La riapertura di questo ampio settore di Villa Lante segue un impegnativo intervento che ha interessato oltre quattrocento alberature di alto fusto, la pulizia di quasi quattro chilometri di viali e delle aree ricoperte da infestanti, la messa in sicurezza di alcuni settori e interventi fitosanitari. Il criterio di intervento adottato, supportato da uno studio organico delle caratteristiche del parco, intende preservare la grande ricchezza, in termini di biodiversità, del patrimonio naturalistico attuale, ponendo al contempo in luce i caratteri originari di questa creazione architettonico-giardiniera. Per questo il parco riapre dotandosi di un primo ausilio alla visita, un sistema di pannelli che evidenziano alcuni degli aspetti peculiari, sia in rapporto alla storia e alla matrice progettuale del giardino che all’ambito vegetazionale e faunistico. In rilievo, ad esempio, il gruppo di giovani, preziosi esemplari di platano orientale nati per disseminazione dai vetusti alberi del giardino formale, le monumentali filleree lungo uno dei viali più suggestivi, i resti della perduta Fonte dei Draghi ancora visibili, le molteplici specie fungine presenti, dalle particolari forme e colori. Un bosco con alta capacità di autogenerazione, ambiente di vita per molte specie vegetali, che al suo indiscusso valore culturale unisce anche il ruolo di presidio ambientale per il territorio. In questa ottica, anche i vetusti esemplari arborei arrivati a fine vita sono recuperati come “alberi habitat”, mentre alcuni dei tronchi tagliati sono stati rilasciati a terra, preziosa necromassa per la vita della riserva.

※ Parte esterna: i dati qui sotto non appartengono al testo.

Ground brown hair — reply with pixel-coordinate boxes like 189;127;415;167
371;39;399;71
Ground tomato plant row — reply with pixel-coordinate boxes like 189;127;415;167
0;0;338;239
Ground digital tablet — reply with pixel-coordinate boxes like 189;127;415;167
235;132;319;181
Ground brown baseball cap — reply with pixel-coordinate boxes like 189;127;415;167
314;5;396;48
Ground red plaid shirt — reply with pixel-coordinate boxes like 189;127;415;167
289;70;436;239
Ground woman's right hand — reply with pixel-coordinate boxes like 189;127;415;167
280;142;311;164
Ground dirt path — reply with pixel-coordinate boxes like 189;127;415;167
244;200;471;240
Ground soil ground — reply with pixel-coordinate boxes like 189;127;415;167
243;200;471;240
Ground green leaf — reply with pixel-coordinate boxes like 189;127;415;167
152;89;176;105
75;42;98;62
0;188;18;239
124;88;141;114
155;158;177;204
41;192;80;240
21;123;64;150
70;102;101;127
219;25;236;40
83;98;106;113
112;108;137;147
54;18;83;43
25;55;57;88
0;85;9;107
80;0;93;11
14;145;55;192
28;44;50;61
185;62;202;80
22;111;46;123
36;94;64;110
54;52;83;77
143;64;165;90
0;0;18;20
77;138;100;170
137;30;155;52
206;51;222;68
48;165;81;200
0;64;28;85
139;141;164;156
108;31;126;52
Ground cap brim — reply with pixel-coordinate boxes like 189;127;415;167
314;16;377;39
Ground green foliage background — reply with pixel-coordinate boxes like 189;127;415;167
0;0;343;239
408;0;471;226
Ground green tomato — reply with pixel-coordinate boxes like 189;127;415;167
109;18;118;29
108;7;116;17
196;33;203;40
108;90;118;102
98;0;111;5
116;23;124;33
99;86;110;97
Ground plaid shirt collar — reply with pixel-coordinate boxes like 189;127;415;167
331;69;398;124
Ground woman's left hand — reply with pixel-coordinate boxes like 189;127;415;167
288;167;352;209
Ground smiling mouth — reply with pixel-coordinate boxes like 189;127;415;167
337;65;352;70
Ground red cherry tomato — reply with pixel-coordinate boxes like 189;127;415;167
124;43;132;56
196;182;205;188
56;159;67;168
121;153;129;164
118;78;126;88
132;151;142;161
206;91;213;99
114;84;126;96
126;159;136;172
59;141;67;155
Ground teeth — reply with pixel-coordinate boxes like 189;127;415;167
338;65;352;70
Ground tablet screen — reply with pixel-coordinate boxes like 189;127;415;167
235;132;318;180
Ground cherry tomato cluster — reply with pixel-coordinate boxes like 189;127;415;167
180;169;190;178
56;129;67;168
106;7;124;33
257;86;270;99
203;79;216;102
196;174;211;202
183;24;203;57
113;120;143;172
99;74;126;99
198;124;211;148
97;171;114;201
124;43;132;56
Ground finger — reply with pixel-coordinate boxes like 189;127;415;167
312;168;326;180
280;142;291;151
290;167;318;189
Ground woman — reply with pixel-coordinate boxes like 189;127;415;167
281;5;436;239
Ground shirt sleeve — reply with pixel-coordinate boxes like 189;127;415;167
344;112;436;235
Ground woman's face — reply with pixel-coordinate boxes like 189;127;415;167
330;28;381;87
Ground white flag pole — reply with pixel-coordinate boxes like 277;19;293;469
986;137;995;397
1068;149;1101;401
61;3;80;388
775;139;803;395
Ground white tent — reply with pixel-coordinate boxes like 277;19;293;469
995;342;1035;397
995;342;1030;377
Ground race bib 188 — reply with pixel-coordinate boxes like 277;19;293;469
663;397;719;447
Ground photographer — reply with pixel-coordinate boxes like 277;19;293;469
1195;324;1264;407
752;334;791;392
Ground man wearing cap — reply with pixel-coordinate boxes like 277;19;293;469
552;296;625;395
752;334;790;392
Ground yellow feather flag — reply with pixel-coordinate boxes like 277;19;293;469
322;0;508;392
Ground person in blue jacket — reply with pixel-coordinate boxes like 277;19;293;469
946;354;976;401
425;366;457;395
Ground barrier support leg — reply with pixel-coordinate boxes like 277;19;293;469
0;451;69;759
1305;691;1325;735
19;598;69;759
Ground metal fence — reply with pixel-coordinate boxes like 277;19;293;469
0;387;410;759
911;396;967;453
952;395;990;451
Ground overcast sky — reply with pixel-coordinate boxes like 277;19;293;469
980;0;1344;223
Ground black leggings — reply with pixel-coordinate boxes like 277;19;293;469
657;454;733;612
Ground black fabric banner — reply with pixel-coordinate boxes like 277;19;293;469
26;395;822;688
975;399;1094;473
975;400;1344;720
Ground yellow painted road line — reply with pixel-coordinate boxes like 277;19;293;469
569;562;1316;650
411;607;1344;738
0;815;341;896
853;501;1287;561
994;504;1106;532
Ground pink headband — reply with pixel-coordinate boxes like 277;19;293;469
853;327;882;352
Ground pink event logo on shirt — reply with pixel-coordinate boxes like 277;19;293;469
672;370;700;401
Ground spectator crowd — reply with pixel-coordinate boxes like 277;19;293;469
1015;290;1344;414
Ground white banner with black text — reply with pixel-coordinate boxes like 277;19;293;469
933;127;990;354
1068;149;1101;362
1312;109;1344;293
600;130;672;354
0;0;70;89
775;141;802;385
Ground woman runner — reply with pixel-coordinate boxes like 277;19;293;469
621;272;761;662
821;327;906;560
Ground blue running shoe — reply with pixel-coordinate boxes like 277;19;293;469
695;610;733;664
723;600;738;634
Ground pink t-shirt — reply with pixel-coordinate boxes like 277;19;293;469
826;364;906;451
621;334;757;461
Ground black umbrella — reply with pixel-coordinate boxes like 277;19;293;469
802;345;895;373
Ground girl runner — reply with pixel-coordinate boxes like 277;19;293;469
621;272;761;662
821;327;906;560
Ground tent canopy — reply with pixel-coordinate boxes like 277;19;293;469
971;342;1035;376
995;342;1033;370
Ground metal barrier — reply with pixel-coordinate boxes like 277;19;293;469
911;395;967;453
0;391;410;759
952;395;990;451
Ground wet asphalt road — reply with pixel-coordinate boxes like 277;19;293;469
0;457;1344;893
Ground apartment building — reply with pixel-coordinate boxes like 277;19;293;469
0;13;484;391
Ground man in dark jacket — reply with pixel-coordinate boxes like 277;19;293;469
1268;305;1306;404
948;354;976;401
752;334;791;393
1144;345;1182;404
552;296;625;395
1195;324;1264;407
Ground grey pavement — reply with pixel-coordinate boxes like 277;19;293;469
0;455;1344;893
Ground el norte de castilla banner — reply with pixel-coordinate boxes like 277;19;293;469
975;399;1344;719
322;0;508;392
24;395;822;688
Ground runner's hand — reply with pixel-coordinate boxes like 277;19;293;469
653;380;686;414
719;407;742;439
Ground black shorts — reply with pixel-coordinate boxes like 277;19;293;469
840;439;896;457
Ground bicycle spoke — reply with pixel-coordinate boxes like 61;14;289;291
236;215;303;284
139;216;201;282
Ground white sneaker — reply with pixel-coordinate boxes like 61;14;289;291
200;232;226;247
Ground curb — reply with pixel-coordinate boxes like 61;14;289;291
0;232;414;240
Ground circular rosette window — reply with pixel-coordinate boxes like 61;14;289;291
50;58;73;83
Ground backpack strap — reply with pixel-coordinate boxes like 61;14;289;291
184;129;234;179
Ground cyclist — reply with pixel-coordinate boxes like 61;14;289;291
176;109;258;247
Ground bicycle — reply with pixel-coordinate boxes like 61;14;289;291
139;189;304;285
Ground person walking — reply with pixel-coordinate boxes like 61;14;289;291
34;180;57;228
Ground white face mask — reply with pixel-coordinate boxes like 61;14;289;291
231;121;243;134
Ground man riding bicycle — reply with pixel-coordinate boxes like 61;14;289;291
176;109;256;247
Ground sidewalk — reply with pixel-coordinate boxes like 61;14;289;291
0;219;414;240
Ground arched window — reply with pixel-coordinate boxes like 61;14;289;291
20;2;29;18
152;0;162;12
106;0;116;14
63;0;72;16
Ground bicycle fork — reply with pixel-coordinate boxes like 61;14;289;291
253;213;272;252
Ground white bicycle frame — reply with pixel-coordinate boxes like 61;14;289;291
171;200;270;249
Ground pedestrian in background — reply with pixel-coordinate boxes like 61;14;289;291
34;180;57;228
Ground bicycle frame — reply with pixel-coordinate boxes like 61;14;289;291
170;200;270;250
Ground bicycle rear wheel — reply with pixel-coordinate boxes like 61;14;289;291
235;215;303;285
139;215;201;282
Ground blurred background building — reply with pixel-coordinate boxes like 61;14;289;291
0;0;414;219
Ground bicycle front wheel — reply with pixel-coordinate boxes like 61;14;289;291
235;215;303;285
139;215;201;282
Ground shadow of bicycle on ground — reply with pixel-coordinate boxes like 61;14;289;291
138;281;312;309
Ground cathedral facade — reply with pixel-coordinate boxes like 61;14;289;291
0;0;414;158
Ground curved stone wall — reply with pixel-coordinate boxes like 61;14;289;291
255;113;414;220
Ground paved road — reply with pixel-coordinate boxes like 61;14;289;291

La riapertura del parco – barco è solo l’inizio di un processo di riqualificazione che vedrà piena luce con l’attuazione degli interventi previsti con i fondi del Piano Nazionale di Ripresa Resilienza, grazie ai quali sarà possibile affrontare una serie di interventi “strategici” per la piena fruizione di questo giardino, come la creazione di un circuito accessibile ai diversamente abili, la rifunzionalizzazione del Casino di Caccia, la creazione di ausili alla visita per diversi target di fruitori e visitatori, insieme ai necessari restauri di manufatti e impianti.

La Direzione Regionale Musei Lazio ringrazia il Gruppo Sbandieratori e Musici e Corte Storico delle Famiglie Nobili del Quartiere Pilastro di Viterbo, per la loro partecipazione all’evento di riapertura del parco.